Expansible Shale Prospecting

Field criteria are needed to help the prospector recognize a potentially expansible shale, clay, or slate. Certain criteria have proven useful in California even though the physical-chemical mechanisms of expansion are not. thoroughly understood.

Three conditions must be satisfied before expansion can take place. The raw material must partially fuse at a low temperature (1800-2000°F.). Concurrently a gas must form. The raw material must be sufficiently impermeable to trap the gas within the particle. Low temperature melting, which is controlled by bulk chemical composition, is difficult to assess in the field but most common shale, clay, and slate is suitable in this respect. The presence of organic carbon, the most common source of an expanding gas, is indicated by dark color of the rock. A large proportion of clay-sized particles promotes impermeability; fine grain-size is indicated by conchoidal fracture.

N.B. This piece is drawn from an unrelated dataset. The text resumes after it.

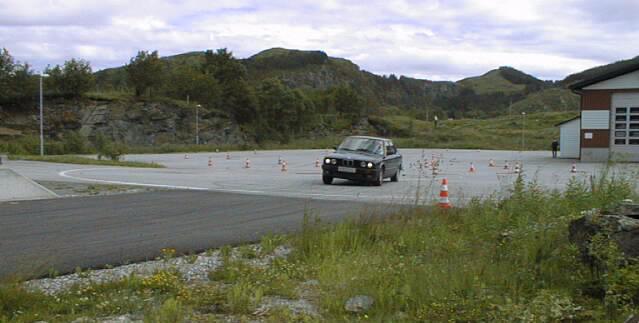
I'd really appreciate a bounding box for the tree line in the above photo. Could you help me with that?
[0,49,364,142]
[125,48,364,142]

Expanded shale is a commodity which mist be produced in high volume at a low cost in order for it to be competitive with normal sand and gravel aggregates. The initial cost of establishing an expanding plant is high, usually in the multimillion dollar bracket.

A most important early step is to learn where the major sales area will be and to determine the volume of sales that can reasonably be expected. This information can be balanced against the probable cost of building a processing plant and developing a marketable product.

Once the region of major interest has been determined, the next step is to appraise the sedimentary materials within this area. In order to be considered, a deposit should be large and uniform so that inexpensive mining methods can be used, and it should be readily accessible so that transportation to the market will be inexpensive. Processing the shale requires rather large quantities of fuel, so proximity to a fuel source is also important.

The expansion of shale is controlled by a complex and inadequately understood combination of factors which depend upon the physical and chemical properties of the shale. The shale particles expand when they reach the temperature where melting has just begun.

The color differences between samples which expand well, poorly, or not at all are subtle and difficult to describe, but these differences can be detected when one gains experience in recognizing them.

Grain size is another factor of importance, because expansibility is greatest in rocks which are composed of clay-sized particles. A rock composed of silt-size particles normally will not expand, although expansion will take place if the rock contains a mixture of particles in the silt and clay sizes.

Sandstone, siltstone, and other coarse-grained sediments are undesirable because they do not expand and therefore they increase the average weight of the finished product.